Nothing illegal about them
Sir: In his article ‘Bordering on insanity’, (12 March), Rod Liddle uses the term ‘illegal asylum seekers’. There is no such thing. Asylum seekers flee to seek refuge; they are not doing anything illegal. To say otherwise confuses asylum seekers with criminals — which is incorrect, inhumane, and potentially dangerous for these vulnerable individuals.
Shoaib M. Khan
Sir: I refer to Jenny McCartney’s piece on public toilets (12 March). We are pleased Jenny appreciates the Pond Square toilets, as many of us in Highgate do. The square, incidentally, takes its name from two ponds which existed until the Victorians filled them in for sanitation reasons: it was said that drains and privies ‘had been made to discharge their contents’ into the ponds. Closing public toilets is always a step backwards.
On a more positive note, we have been collaborating with Camden council to find a long-term solution for public toilet provision across the borough.
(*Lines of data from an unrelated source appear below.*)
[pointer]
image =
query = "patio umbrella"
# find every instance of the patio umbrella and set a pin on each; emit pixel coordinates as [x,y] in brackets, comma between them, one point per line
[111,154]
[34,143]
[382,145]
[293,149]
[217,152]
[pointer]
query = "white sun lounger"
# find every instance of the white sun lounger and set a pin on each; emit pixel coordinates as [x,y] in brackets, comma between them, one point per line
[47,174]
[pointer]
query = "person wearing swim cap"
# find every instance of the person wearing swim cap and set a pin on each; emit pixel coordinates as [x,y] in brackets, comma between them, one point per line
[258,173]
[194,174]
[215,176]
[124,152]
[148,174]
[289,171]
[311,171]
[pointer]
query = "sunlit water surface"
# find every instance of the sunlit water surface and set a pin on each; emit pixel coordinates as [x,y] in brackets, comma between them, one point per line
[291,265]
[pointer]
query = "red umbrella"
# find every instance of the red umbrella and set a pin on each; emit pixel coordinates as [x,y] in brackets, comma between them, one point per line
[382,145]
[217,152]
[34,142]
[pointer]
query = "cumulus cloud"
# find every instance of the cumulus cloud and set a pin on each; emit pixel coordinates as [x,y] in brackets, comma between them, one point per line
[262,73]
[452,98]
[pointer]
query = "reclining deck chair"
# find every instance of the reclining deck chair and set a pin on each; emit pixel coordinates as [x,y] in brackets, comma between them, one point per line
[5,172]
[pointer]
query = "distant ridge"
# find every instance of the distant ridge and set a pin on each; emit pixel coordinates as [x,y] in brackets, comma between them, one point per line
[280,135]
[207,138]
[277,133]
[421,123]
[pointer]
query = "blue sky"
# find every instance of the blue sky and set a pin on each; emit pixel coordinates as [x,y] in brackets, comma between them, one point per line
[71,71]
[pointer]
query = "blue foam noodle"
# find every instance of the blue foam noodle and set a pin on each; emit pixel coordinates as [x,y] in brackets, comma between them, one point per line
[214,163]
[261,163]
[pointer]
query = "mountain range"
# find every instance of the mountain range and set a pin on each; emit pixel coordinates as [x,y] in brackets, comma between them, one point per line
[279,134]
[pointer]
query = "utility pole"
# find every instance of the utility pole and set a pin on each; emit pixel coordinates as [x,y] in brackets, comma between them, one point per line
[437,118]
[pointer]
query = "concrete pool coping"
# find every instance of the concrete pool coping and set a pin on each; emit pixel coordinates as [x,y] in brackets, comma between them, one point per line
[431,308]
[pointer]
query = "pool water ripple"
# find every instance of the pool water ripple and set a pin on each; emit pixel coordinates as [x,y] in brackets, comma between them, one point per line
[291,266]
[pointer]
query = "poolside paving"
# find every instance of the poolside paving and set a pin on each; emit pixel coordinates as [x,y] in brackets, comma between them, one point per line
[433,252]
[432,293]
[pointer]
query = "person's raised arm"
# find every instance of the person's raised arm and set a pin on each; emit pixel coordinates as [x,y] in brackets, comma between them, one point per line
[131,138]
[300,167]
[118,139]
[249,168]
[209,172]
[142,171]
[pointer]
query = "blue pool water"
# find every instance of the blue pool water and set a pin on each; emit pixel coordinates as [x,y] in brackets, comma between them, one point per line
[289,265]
This is an urgent issue everywhere. Budgets shrink, but intelligent solutions have to be found.
The Highgate Society, London N6
A reason to ski
Sir: David Snow (Letters, 19 March) says that thanks to cross-European pensioner benefits, he was able to get a free ski-lift pass in Les Arcs. We in Wales can’t even use our free bus passes in London; perhaps we should holiday in France instead.